The vulnerability’s impact is amplified by its age and ubiquity. The issue was introduced in a source code commit made in August 2017, and successful exploitation of the shortcoming could allow a simple 732-byte Python script to edit a setuid binary and obtain root on essentially all Linux distributions shipped since 2017, including Amazon Linux, RHEL, SUSE, and Ubuntu.

The U.S. Cybersecurity and Infrastructure Security Agency (CISA) on Friday added the recently disclosed security flaw impacting various Linux distributions to its Known Exploited Vulnerabilities (KEV) catalog, citing evidence of active exploitation in the wild. The KEV designation indicates that the vulnerability is being actively exploited by threat actors, elevating the urgency for remediation.

For AI security practitioners, this vulnerability is particularly concerning because Linux systems host the vast majority of machine learning infrastructure—from training clusters to inference servers to data pipelines. A local privilege escalation vulnerability allows attackers who have gained initial access (through phishing, supply chain compromise, or other means) to escalate to root and potentially poison training data, exfiltrate model weights, or manipulate inference outputs.

The vulnerability also highlights the tension between AI-specific security work and foundational infrastructure security. Organizations investing heavily in prompt injection defenses, model robustness testing, and MLOps security may overlook the fact that their entire AI stack runs on operating systems harboring decade-old privilege escalation vulnerabilities. Defense in depth requires addressing both AI-native threats and the traditional infrastructure attack surface simultaneously.

Framework & Standards Updates

On April 7, 2026, NIST released a concept note for an AI RMF Profile on Trustworthy AI in Critical Infrastructure, which will guide critical infrastructure operators towards specific risk management practices to consider when engaging AI-enabled capabilities. This represents NIST’s continued expansion of sector-specific guidance building on the foundational AI RMF 1.0 and the Generative AI Profile (AI 600-1).

NIST also released a preliminary draft of the Cybersecurity Framework Profile for Artificial Intelligence (Cyber AI Profile, NIST IR 8596) in early 2026. The preliminary draft of the Cyber AI Profile is organized around three Focus Areas: Secure (securing AI systems); Defend (conducting AI-enabled cyber defense); and Thwart (thwarting adversarial cyberattacks using AI). NIST also made available a discussion draft covering “Control Overlays for Securing AI Systems” including “Overview and Methodology” (NIST IR 8605) and “Using and Fine-Tuning Predictive AI” (NIST IR 8605A), which will serve as complements to the Cyber AI Profile.

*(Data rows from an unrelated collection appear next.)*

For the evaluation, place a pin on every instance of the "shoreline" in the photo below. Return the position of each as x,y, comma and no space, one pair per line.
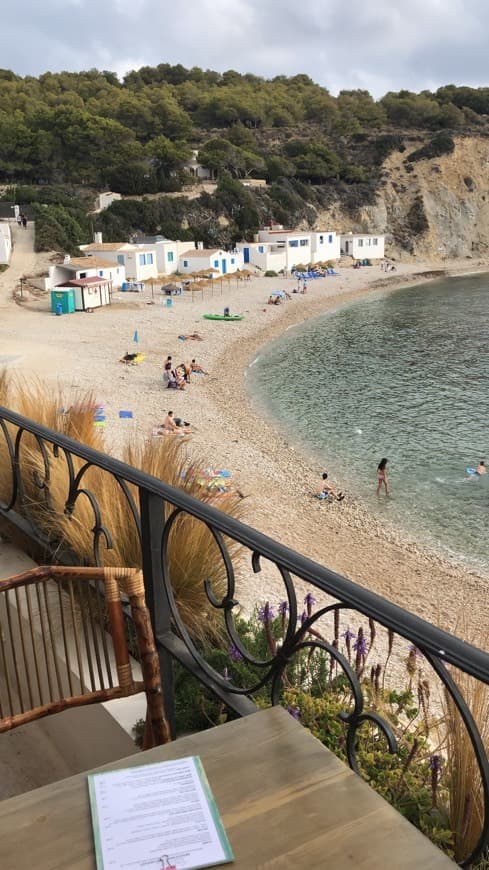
448,584
82,352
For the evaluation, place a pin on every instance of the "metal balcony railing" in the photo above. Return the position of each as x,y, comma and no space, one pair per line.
155,508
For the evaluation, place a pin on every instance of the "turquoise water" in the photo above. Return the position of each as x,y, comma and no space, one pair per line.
404,376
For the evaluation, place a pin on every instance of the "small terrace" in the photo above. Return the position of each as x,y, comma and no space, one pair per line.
369,679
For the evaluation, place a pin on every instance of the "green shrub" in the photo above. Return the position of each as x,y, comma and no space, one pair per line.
441,143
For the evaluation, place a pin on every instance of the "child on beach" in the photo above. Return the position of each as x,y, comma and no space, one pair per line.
382,477
326,491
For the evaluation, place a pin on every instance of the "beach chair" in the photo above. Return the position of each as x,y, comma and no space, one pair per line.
66,644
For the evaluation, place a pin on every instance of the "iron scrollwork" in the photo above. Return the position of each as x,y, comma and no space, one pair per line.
27,480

The EU AI Act enforcement timeline continues to compress. The AI Act entered into force on 1 August 2024, and will be fully applicable 2 years later on 2 August 2026, with some exceptions: prohibited AI practices and AI literacy obligations entered into application from 2 February 2025; the governance rules and the obligations for GPAI models became applicable on 2 August 2025. The rules for high-risk AI will come into effect in August 2026 and August 2027. Organizations deploying AI in European markets have less than four months to achieve compliance with high-risk system requirements.

Vulnerability Watch

CVE-2026-31431 (CVSS 7.8) — Linux kernel local privilege escalation affecting all major distributions since August 2017. An unprivileged local user can write four controlled bytes into the page cache of any readable file on a Linux system, and use that to gain root. The vulnerability stems from a logic flaw in the kernel’s cryptographic subsystem (algif_aead module). CISA added this to the KEV catalog on May 2, citing active exploitation. All Linux-based AI infrastructure is potentially affected. Remediation: apply kernel updates immediately; no workaround available.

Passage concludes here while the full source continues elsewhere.